On March 9, 2026, Gary Townmakers hosted the first of two Let’s Transform Your Neighborhood workshops from our GreenRoots Initiative. It was an evening that brought residents, local developers, environmental experts, and community partners together to deepen our shared understanding of brownfields, redevelopment, and the future we’re building in Gary.


This workshop was held in partnership with Jamie Zouras, Jenny Par, and Gillian Chesnut of the Delta Institute, and Beth Grigsby of Kansas State University Technical Assistance to Brownfields (KSU TAB) program. It is the continuation of a year-long learning journey into brownfields education, identification, and reimagination. As Cynthia Williams of Gary Townmakers opened the session, she reminded the room how far we’ve come:


“Gary Townmakers started this journey in 2018 with the goal to restore vibrancy to our neighborhoods. Everything we’ve learned to date has been necessary for our progress. And now, having inventoried brownfields in the Tolleston and Midtown neighborhoods, tonight’s guests will help us understand what to do with what we have learned.”


Why We’re Doing This Work


The GreenRoots Initiative began with a simple but powerful realization: many of the properties we hope to redevelop carry environmental histories of which most are unaware. Conversations with regional partners opened the door to deeper learning, which led to collaborations with the Northwestern Indiana Regional Planning Commission (NIRPC), the Delta Institute, Indiana Brownfields Program (IBP), and KSU TABor, organizations that have helped us understand not just where contamination exists, but why it exists and how communities like ours can move forward with remediation and redevelopment.


Understanding Brownfields: A Community Primer


Beth of KSU TAB delivered a clear, accessible overview of brownfields — what they are, why they matter, and how liability and cleanup funding work. She emphasized that Indiana’s Brownfields Program offers free technical assistance and critical incentives, including Phase I Environmental Site Assessments and support for the removal of abandoned underground storage tanks.


She also reminded participants of the stakes:


“Do not purchase a property without first conducting the appropriate inquiry… If you don’t use that process, you may not be eligible for cleanup funds.”


Her presentation helped demystify a process that often feels overwhelming for first-time developers and longtime residents alike.


Change is Inevitable


One of the most powerful moments of the evening came when Cynthia walked participants through the environmental history of Tolleston, a once-legacy town that predates Gary, and where a detailed, parcel-by-parcel inventory of brownfield sites was conducted.


Advertisement in Tolleston Old Settlers' Centennial Program Book, 1951
Advertisement in Tolleston Old Settlers' Centennial Program Book, 1951

Using historic maps, community memory, and on-the-ground research, she illustrated how decades of clustered, small industry activity shaped the land beneath our feet.
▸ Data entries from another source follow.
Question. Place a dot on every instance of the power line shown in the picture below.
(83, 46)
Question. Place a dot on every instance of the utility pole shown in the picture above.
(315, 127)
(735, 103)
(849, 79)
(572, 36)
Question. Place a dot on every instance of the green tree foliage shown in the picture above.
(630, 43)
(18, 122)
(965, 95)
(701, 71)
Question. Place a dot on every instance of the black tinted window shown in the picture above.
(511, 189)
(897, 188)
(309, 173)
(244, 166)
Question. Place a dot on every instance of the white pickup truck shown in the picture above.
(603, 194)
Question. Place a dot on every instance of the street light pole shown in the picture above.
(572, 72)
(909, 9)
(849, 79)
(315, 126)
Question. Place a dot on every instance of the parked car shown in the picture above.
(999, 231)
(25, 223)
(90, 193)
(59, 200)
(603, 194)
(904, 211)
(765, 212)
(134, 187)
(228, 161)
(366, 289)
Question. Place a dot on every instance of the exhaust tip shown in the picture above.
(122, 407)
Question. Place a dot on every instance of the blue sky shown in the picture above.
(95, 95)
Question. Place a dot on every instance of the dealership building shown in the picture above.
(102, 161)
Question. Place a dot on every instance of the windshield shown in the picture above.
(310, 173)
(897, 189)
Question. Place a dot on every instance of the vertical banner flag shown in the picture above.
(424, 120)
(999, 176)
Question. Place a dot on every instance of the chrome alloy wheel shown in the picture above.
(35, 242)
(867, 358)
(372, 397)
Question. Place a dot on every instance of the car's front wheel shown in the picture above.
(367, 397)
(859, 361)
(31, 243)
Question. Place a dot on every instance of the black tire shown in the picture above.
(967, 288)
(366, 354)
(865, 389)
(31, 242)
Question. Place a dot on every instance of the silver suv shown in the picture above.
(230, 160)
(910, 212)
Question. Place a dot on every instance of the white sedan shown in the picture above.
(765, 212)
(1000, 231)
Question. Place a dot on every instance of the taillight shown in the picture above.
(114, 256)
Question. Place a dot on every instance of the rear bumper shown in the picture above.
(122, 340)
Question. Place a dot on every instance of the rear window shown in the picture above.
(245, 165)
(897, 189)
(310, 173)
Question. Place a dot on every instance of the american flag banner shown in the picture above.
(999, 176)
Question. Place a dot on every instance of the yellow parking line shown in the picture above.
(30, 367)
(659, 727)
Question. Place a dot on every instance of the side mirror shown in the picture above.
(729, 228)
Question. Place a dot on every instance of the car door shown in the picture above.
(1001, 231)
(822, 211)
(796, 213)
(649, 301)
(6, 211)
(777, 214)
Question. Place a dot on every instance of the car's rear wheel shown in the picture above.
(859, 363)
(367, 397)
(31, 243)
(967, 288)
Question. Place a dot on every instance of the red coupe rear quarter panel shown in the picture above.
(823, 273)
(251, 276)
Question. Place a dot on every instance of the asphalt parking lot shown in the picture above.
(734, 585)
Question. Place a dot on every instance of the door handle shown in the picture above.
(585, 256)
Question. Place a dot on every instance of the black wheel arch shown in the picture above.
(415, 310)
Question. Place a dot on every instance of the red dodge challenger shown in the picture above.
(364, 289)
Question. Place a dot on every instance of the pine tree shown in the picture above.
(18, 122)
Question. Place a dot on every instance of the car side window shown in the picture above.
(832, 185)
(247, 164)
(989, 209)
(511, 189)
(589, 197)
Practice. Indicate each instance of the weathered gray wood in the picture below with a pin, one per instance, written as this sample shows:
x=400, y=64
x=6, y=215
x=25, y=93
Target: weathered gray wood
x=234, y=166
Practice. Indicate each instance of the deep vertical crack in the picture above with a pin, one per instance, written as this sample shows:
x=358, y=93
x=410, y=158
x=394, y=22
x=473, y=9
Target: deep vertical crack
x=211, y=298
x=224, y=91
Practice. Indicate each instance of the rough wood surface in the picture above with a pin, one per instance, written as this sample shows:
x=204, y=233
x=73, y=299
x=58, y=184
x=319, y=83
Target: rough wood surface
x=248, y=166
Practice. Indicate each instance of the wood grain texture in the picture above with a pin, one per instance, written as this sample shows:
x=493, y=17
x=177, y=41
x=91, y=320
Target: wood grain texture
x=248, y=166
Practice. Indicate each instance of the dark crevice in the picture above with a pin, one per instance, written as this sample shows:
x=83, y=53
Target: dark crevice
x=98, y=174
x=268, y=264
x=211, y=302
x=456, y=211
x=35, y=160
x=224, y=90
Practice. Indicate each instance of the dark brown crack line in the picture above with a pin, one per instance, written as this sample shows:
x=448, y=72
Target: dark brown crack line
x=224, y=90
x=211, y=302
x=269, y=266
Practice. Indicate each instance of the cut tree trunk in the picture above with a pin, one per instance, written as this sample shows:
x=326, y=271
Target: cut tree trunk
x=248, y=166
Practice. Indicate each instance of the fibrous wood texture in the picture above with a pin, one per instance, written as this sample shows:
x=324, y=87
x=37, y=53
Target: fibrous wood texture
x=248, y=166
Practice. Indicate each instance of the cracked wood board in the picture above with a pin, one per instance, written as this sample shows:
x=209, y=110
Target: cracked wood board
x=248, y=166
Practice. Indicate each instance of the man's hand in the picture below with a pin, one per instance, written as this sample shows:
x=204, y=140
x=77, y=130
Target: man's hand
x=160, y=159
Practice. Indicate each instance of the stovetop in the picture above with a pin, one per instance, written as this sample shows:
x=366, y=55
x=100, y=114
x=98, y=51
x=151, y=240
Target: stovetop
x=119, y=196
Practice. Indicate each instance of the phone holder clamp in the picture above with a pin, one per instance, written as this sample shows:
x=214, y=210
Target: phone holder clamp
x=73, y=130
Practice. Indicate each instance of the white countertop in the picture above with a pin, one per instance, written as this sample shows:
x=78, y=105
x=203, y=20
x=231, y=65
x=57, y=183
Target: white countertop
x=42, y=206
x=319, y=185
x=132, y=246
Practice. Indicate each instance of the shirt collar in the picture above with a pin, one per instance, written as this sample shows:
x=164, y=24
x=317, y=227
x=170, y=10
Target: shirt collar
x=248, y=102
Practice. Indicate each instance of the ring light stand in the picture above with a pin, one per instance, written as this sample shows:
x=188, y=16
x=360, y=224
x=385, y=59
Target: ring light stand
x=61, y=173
  • Former coal yards, lumber yards, and fuel oil depots

  • Dozens of dry cleaners and laundries

  • Abandoned service stations, sometimes on all four corners of an intersection

  • Small manufacturers, dairies, bakeries, and meat-packing facilities

  • Residential lots that once held heating oil tanks, mortuaries, or industrial outbuildings


While many of these sites now appear as abandoned buildings and vacant lots, Cynthia noted:


“Just because a parcel is zoned residential does not mean that it does not have environmental contamination.”


Cynthia explained that “change happened,” and the disappearance of these businesses and industries, beginning in the 1950s, was driven by overlapping national forces that reshaped the American economy. Key forces behind the decline:


  • Technology and automation made older industries like coal, heating oil, and small manufacturers obsolete.

  • Corporate consolidation replaced local suppliers with national chains and large regional plants.

  • Nationalized brands and supermarkets pushed out local dairies, bakeries, meatpackers, and snack makers.

  • Globalization and offshoring shifted manufacturing and apparel production overseas.

  • Highway construction and suburbanization redirected people, jobs, and commerce away from neighborhood corridors.

  • Federal policy and environmental and safety regulations raised compliance costs that small manufacturers and operators could not absorb.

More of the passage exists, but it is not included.